His supporters argue that he gives a voice to the marginalized people left out of traditional history books. To that I’d ask where these supporters have been for the past few decades. By the time Zinn published his popular survey of American history in 1980, many scholars had already been engaged in “bottom-up” studies of the past for some time, and with a good deal more diligence and sophistication than is evident in Zinn’s own work. If his book presented any substantially new information, I’m not yet aware of it, though if some reader out there could correct me on this I’ll gladly make a public note of it.
The strange thing about this film project is that for a movie devoted to the forgotten and marginalized, there seem to be quite a few historical notables represented.
Matt Damon, one of the actors involved, is quoted in some of the online promotional material: “Change doesn’t come from the top, but rather from the bottom.…Without everyday citizens pushing to make a difference, there would be no America.” What everyday citizen who struggled to initiate change from the bottom does Matt Damon portray in the film?
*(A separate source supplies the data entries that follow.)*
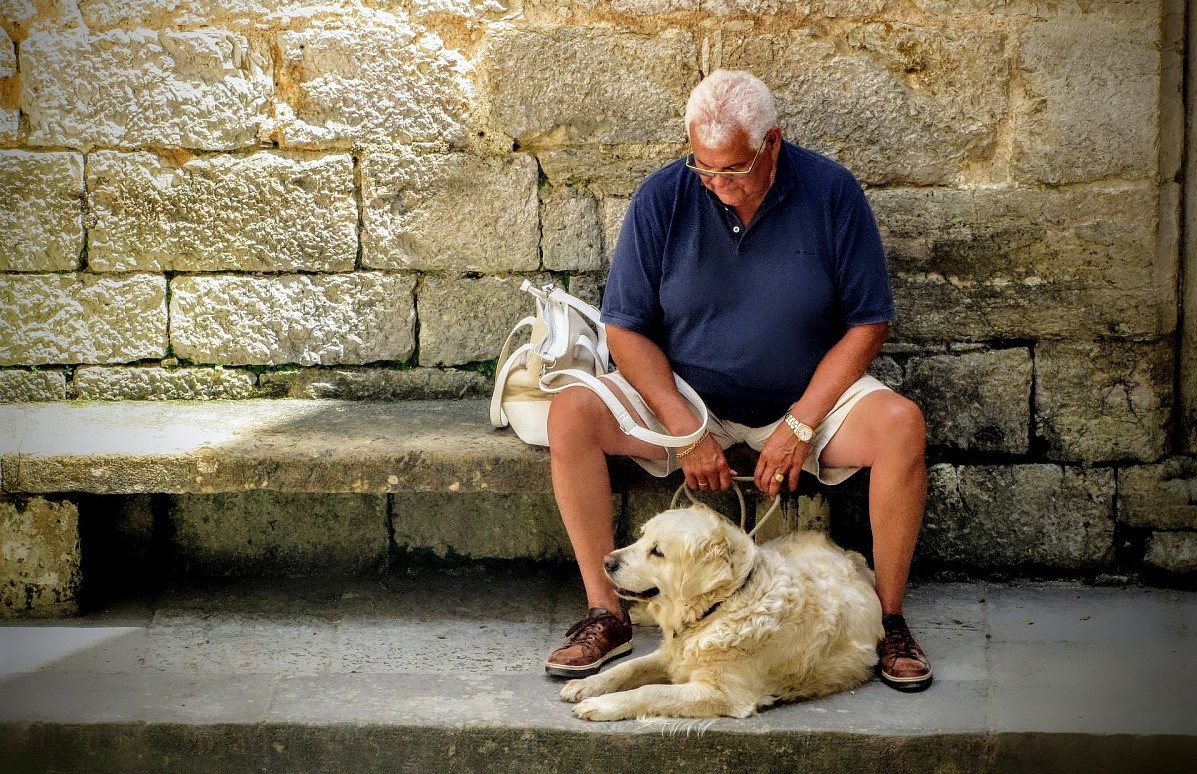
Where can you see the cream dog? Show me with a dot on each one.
(742, 626)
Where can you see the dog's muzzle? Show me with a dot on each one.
(611, 566)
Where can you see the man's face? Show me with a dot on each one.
(741, 190)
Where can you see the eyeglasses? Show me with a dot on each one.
(705, 172)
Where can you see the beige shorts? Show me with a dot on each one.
(729, 433)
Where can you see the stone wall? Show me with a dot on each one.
(291, 199)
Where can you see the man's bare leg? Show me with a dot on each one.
(582, 432)
(887, 433)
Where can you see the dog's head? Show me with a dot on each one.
(685, 554)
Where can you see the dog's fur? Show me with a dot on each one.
(742, 626)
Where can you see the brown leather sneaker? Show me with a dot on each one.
(901, 663)
(593, 641)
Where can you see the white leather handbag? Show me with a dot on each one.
(566, 348)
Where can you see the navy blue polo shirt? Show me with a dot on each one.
(746, 314)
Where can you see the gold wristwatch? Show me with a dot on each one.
(803, 431)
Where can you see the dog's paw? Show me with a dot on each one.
(602, 708)
(578, 689)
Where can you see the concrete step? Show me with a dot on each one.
(443, 671)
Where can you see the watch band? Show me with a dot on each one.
(803, 431)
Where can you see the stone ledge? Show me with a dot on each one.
(311, 446)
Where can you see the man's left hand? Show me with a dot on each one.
(782, 455)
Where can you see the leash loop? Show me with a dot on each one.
(740, 497)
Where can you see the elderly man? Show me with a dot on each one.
(754, 270)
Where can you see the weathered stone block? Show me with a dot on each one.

Congressman/governor/ambassador/cabinet member/party leader/chief executive/planter Thomas Jefferson. I don’t believe Mr. Damon appreciates the irony here.
By the way, I know Matt Damon is a big Zinn fan, but is he really the most appropriate choice to read the Declaration of Independence? (Remember this cinematic gem?)
Of course, every thirty minutes The History Channel spends airing this is thirty minutes they can’t spend on this sort of thing, so let’s not look a gift horse in the mouth.